Marsh praised the WIAA for reaching “an outside-the-box solution” in allowing the Loggers to move down a level.
“It’s true of a lot of things in leadership, but there’s usually a right time to do something,” he said. “It was always going to be a process, but it was just the right time for us.”
‘A different game’
The next step in Darrington’s transition to an eight-man football team was for Marsh and Loggers assistant coach Cam Ross to study up on what proved to be a very distinct game from its 11-man progenitor.
The first obvious difference is having just three players along the offensive line, each an arm’s length from the others. Generally, the game is even more high-scoring and up-tempo than how many 11-man teams are choosing to play in the Spread Era.
And Evergreen Lutheran found out the hard way how risky it can be to execute a traditional deep kickoff, with an athlete such as Darrington’s Reuwsaat waiting to receive and just eight defenders to avoid on regulation-size field.
“There’s a real premium placed on speed and positioning players within the field,” Marsh said. “I know the coaches at Almira-Coulee/Hartline and Sunnyside Christian, and they were kind enough to give us some game film that we could watch and acquaint ourselves with the game. We got the feeling that it’s the type of game where football players are still football players, but you don’t necessarily line up and slam into each other the way you do in 11-man football.”
Darrington’s players seemed the least worried about adjusting to eight-man football.
“The older guys kind of know what we’re doing since we’ve played eight-man before, and I actually wasn’t too surprised that we had to switch,” said Evan Couch, a senior running back/linebacker and a four-year varsity letter-winner, having played with the Loggers as an eighth-grader.

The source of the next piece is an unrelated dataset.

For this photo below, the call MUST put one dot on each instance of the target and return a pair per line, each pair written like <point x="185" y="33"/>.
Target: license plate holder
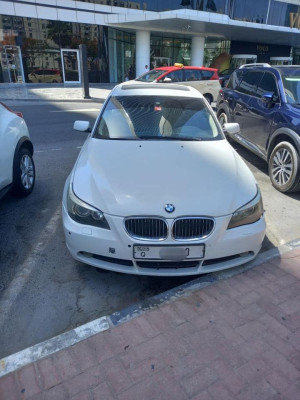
<point x="169" y="252"/>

“A lack of numbers kind of does that to a team, so it wasn’t too big of a surprise. I was just a little confused with the league we were going into because I wasn’t too familiar with the teams we’d be playing.”
The Loggers will play Naselle, Neah Bay and Lummi twice each for their six league games.

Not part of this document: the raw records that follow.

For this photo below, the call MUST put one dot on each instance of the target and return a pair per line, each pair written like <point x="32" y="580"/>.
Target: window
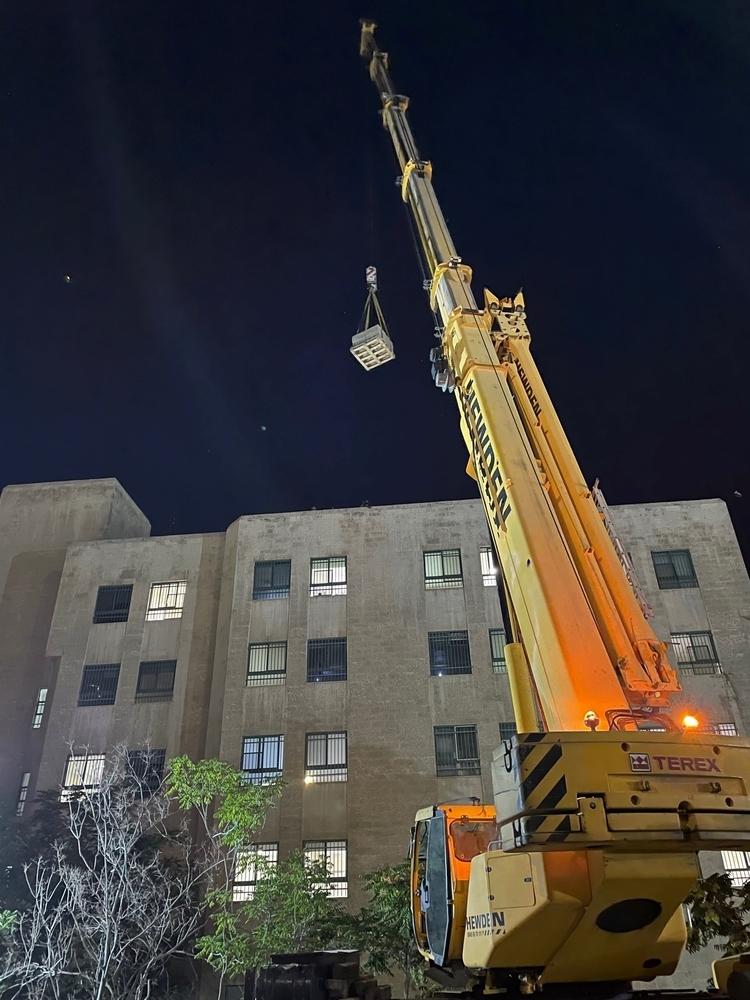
<point x="325" y="757"/>
<point x="488" y="565"/>
<point x="442" y="569"/>
<point x="737" y="865"/>
<point x="262" y="759"/>
<point x="41" y="701"/>
<point x="331" y="853"/>
<point x="449" y="653"/>
<point x="113" y="604"/>
<point x="99" y="684"/>
<point x="155" y="680"/>
<point x="497" y="650"/>
<point x="326" y="659"/>
<point x="165" y="601"/>
<point x="456" y="750"/>
<point x="695" y="652"/>
<point x="674" y="569"/>
<point x="23" y="793"/>
<point x="83" y="772"/>
<point x="328" y="577"/>
<point x="271" y="580"/>
<point x="252" y="865"/>
<point x="147" y="768"/>
<point x="266" y="663"/>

In the past five 1B state tournaments, those three programs have made 12 combined appearances, won three state titles (Neah Bay 2013, 2014 and 2016) and placed second once (Lummi 2015).
A negative impact of the switch has been the amount of travel required for the Logger fans to see the team play away from home.

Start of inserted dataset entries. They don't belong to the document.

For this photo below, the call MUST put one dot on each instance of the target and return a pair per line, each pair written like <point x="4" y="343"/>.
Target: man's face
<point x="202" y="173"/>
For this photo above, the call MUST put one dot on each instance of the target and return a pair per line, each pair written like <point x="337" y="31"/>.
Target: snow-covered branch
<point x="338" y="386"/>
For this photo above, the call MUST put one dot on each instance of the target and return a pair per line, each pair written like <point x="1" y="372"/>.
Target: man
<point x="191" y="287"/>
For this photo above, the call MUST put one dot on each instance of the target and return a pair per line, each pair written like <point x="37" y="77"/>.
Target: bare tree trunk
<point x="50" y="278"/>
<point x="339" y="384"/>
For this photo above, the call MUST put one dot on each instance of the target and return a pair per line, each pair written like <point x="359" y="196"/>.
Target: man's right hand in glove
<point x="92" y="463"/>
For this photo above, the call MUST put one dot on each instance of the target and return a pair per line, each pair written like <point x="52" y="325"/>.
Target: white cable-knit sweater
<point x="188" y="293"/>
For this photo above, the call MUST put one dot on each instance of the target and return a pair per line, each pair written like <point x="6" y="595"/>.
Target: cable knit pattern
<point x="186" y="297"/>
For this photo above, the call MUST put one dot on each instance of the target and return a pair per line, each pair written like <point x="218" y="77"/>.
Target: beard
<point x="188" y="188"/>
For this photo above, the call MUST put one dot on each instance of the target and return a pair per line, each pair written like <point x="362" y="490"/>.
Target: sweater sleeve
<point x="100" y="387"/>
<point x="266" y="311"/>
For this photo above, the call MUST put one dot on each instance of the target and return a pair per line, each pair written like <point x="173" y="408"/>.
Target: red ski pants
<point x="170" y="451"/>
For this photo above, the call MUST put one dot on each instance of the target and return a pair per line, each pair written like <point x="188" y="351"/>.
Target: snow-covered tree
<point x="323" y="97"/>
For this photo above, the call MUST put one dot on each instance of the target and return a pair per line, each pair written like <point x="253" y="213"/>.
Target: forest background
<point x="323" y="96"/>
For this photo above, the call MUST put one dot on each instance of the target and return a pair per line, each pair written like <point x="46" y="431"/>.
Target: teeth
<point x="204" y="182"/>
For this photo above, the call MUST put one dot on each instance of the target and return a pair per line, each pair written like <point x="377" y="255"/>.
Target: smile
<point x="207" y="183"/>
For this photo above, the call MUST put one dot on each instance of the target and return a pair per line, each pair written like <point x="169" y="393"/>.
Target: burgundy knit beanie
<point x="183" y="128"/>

The average distance to Darrington’s three eight-man league opponents is 178 miles each way, contrasted with 65 miles to the Loggers’ league opponents in all other sports.
“You don’t hear much grumbling, but when you do hear it every now and again, it’s, ‘I have to go clear up to Lummi, or over to Neah Bay,’” Anderson said. “Concrete and La Conner were two of the closest schools and they were in our original league. That’s what I and the other alumni were raised on.”
“But it’s much more positive. The kids are playing. That’s all that counts.”
After the Loggers blanked Evergreen Lutheran 44-0 on Sept. 14, powered by three touchdowns each from Reuwsaat and Couch, the 2018 Darrington Loggers, 14 strong, gathered with a grandstand’s worth of friends and family members, young and old, in a large circle at midfield. The whole group interlocked arms and swayed back and forth, cheering into the night.
Then the group proceeded to the end zone nearest the school complex that houses grades K-12 in their small mountain town, and the Loggers raised their helmets in a circle and sang the school’s fight song, a favorite of the traditions Marsh and this group have created or revived in the past year.
On that tiny campus, Marsh’s young son, Charles, the Loggers’ ball boy, sees his green-and-gold heroes walk past him on their way to class during the day and then has a sideline view to watch them play ball on Friday nights. Before the game, he and many of his friends played near the field, balancing paper plates filled with pasta and garlic bread from the spaghetti feed at the community center as they ran, many still wearing their jerseys from the youth Peewee and Midget football practice that concluded an hour before kickoff, led by Anderson and Wright.
“Everyone I know is here,” Loggers senior lineman Ian Ayers said, “and I know a lot of people in Darrington. Eight-man football fits us perfectly.”